Die spannende Frage, ob Rudolf S. im ewigen Leben angekommen ist, wie es uns viele Religionen versprechen, ist auch nach so vielen Zeilen noch immer offen. Diesen Bewusstseinsstand hat er uns voraus oder ist er im Nichts gelandet und alles ist nur eine Hoffnung, die das Leben erträglich machen soll. Ist das Weiterleben im Jenseits eine  Vorstellung mit der wir uns trösten, je älter wir werden? Elementarteilchen.

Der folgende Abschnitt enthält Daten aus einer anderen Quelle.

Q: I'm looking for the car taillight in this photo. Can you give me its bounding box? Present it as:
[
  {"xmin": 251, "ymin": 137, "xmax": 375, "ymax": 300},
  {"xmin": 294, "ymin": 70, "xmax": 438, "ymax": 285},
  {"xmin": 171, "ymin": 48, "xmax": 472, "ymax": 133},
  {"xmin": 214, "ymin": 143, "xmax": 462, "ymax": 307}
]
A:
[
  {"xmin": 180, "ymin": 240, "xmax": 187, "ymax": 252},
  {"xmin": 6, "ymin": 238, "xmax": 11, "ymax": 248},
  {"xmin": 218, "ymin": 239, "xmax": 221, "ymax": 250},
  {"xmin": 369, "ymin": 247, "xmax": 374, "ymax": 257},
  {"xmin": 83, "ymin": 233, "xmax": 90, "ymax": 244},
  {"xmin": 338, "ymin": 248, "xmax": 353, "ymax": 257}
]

Kommentar von Schlafmütze: 

Es bedeutet für mich auch: Jetzt leben, jede Sekunde, eine zweite Chance gibt es nicht.
Ein Text von Bertold Brecht:

Gegen Verführung
1
Laßt euch nicht verführen!
Es gibt keine Wiederkehr.
Der Tag steht in den Türen;
Ihr könnt schon Nachtwind spüren:
Es kommt kein Morgen mehr.

2
Laßt euch nicht betrügen!
Daß Leben wenig ist.
Schlürft es in schnellen Zügen!
Es wird euch nicht genügen
Wenn ihr es lassen müßt!

3
Laßt euch nicht vertrösten!
Ihr habt nicht zuviel Zeit!
Laßt Moder den Erlösten!
Das Leben ist am größten:
Es steht nicht mehr bereit.

4
Laßt euch nicht verführen
Zu Fron und Ausgezehr!
Was kann euch Angst noch rühren?
Ihr sterbt mit allen Tieren
Und es kommt nichts nachher.

WUT:bürger

Dieses Wort wird allen, die sich über die gesellschaftlichen und politischen Veränderungen informieren und nicht nur die Ereignisse in Europa, sondern auch einen Blick in die USA und in die Staaten des Nahen Osten machen, nicht unbekannt sein. Es ist ungewiss, ob man dieses Wort der Jugend oder den Senioren zuordnen soll. Gehört dieses Wort den politisch Verfolgten, den politisch Unterdrückten, die mit friedlichen Methoden für ein neues gesellschaftliches Modell demonstrieren? Das Wort Wutbürger fällt auch im wirtschaftlichen und finanziellen Zusammenhang, wenn es darum geht, dass die Regierung, die sogenannten Volksvertreter es zulassen, dass mit den Ersparnissen der kleinen Leute spekuliert und vieles verspekuliert wurde. Sie haben mit ihren Informationen die Bürger nicht wahrheitsgemäß über die Finanzen des Staates informiert, sondern den Wähler mit schön gefärbten Zahlen und Versprechungen verführt.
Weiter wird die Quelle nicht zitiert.